Я был потрясен — мою помощь отвергали, в моих советах не нуждались. И главное — это идиотское выражение лица. Все же у меня хватило ума не настаивать.
— Очень хорошо, — сказал я, — я давно этого ждал, малышка взрослеет.
Она просияла:
— Ты не обиделся? Правда не обиделся? Понимаешь, я должна сама…
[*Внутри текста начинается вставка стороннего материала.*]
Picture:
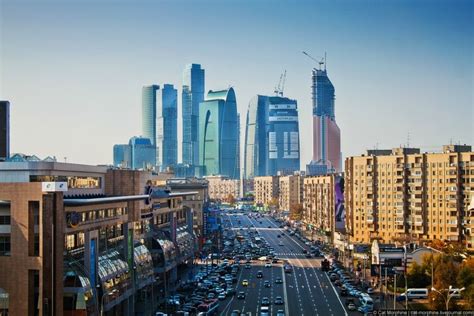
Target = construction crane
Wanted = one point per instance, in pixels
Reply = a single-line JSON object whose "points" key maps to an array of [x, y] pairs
{"points": [[281, 85], [321, 61]]}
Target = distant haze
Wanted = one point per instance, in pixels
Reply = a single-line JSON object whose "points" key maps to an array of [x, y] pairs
{"points": [[73, 70]]}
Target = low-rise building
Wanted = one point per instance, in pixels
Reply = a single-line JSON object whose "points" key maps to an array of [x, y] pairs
{"points": [[266, 190], [222, 187], [290, 191], [82, 239], [411, 196]]}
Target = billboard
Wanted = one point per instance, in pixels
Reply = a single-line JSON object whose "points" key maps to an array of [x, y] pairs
{"points": [[340, 213]]}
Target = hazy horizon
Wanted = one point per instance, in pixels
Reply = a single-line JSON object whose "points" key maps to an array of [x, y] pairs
{"points": [[73, 71]]}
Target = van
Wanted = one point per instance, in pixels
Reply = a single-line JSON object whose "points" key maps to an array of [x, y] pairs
{"points": [[413, 294], [455, 293], [367, 301]]}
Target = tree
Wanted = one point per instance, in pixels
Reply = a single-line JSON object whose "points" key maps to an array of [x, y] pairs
{"points": [[273, 203], [230, 199], [296, 212]]}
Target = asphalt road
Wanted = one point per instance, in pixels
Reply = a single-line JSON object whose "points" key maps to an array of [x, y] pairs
{"points": [[307, 291]]}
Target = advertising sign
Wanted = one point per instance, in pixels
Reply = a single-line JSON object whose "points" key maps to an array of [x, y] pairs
{"points": [[54, 186], [340, 221]]}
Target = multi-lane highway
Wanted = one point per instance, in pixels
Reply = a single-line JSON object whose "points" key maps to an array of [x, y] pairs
{"points": [[305, 291]]}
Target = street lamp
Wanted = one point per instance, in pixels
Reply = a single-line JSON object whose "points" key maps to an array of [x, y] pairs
{"points": [[102, 300], [451, 293]]}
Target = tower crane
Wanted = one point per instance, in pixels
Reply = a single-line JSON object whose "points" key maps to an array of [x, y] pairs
{"points": [[281, 85], [321, 61]]}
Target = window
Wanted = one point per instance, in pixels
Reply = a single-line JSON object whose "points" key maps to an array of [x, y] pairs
{"points": [[4, 245], [5, 219]]}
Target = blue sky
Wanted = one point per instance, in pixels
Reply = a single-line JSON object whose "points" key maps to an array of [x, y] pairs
{"points": [[73, 70]]}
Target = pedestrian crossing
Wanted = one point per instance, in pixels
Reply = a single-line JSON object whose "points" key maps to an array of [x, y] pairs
{"points": [[289, 254]]}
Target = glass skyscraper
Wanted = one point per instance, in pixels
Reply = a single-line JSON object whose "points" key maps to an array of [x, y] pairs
{"points": [[271, 137], [149, 112], [167, 126], [140, 153], [326, 133], [218, 130], [192, 96]]}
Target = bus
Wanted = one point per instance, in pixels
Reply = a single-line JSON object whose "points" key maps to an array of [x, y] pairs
{"points": [[209, 308], [325, 265], [413, 293]]}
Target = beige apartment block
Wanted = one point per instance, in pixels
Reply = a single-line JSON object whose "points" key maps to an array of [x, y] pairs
{"points": [[404, 195], [291, 191], [220, 187], [319, 202], [266, 188]]}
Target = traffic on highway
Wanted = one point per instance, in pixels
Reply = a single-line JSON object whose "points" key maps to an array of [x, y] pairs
{"points": [[262, 267]]}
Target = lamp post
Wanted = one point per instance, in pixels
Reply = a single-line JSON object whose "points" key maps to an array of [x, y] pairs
{"points": [[450, 295], [102, 300]]}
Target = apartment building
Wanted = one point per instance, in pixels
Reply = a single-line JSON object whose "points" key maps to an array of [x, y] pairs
{"points": [[291, 191], [266, 189], [221, 187], [405, 195]]}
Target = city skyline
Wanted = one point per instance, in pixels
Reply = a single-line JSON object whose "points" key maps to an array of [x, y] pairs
{"points": [[381, 97]]}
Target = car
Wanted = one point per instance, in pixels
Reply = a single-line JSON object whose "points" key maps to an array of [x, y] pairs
{"points": [[351, 307]]}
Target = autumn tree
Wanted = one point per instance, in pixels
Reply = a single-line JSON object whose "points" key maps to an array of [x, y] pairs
{"points": [[296, 212], [230, 199]]}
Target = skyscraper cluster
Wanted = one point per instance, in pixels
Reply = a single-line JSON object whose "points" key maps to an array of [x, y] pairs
{"points": [[326, 133], [211, 131]]}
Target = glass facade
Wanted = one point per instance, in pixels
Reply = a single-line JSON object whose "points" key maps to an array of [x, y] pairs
{"points": [[122, 156], [192, 96], [326, 133], [218, 130], [271, 137], [142, 153], [167, 127], [149, 112]]}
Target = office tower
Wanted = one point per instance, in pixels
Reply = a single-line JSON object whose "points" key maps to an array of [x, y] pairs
{"points": [[122, 156], [326, 133], [167, 127], [403, 194], [142, 153], [271, 137], [192, 96], [219, 134], [149, 99], [139, 153], [4, 130]]}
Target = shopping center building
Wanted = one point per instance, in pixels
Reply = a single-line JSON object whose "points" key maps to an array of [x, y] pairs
{"points": [[78, 239]]}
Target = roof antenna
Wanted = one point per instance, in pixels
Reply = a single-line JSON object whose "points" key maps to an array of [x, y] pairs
{"points": [[325, 61]]}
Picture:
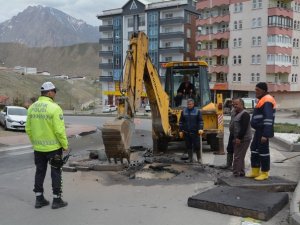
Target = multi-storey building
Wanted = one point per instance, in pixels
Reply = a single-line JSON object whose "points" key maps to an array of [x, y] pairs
{"points": [[248, 41], [169, 24]]}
— Ну что ты, какие обиды! Работай, малыш, работай.
Я отечески погладил ее по голове и удалился на кухню. Сама!
Ночью в постели она свернулась калачиком, закинула одну ногу мне на бедро, а головой уткнулась мне в подмышку. Это была ее излюбленная поза, я всегда подшучивал над тем, как хорошо она вся вписывается в меня. Я медленно провел рукой по ее бедру, прихватывая пальцами край коротенькой ночной рубашки, заворачивая ее кверху. «Ну, как там твой перевод?» — осведомился я и тотчас почувствовал, как насторожилось ее тело. «Нормально», — ответила она. — «Не хочешь мне показать?» — «Потом». — «Когда потом?» — «После конкурса». — «После конкурса?» Лицо ее напряглось, и я вновь увидел на нем выражение тупого упрямства. «Поцелуй меня», — сказало это тупое лицо. Я поцеловал. Потом еще и еще. Но, увы, тело мое оставалось безучастным. Я целовал ее и в ужасе чувствовал, что бессилен. «Ничего, ничего, не расстраивайся, это бывает», — шептала она. Уничтоженный, я сполз с нее. Тупое лицо смотрело на меня, и завитушки вокруг него топорщились, рыжие, неприятно мягкие. «Поцелуй меня, — шептало это тупое лицо, — поцелуй, поцелуй», и лампа горела, красный торшер, и освещала это рыжее, наглое лицо. Но я не хотел его целовать, я хотел, чтобы оно перестало быть таким тупым, отторгающим меня. И я ударил его локтем. Оно отпрянуло, оно не поняло, что я нарочно, я так ударил, будто случайно задел, но оно все равно испугалось и стало меня отталкивать. Две руки выросли у него по бокам, и они отталкивали меня, эти слабые отростки — руки, и тогда немощная часть моего тела вдруг ожила — и я ворвался в нее. Я втискивал ее в тахту, расплющивал, сокрушал никакой дистанции, никакой! И во сне я гнался за ней по извилистым коридорам, а она с тихим смехом ускользала от меня, пряталась за какими-то пыльными трюмо, и я успевал разглядеть только ее рыжий затылок. «Стой, кричал я, — стой!» И вдруг понял, что не сплю. Постель была пуста. Я надел тапочки и стал красться на кухню.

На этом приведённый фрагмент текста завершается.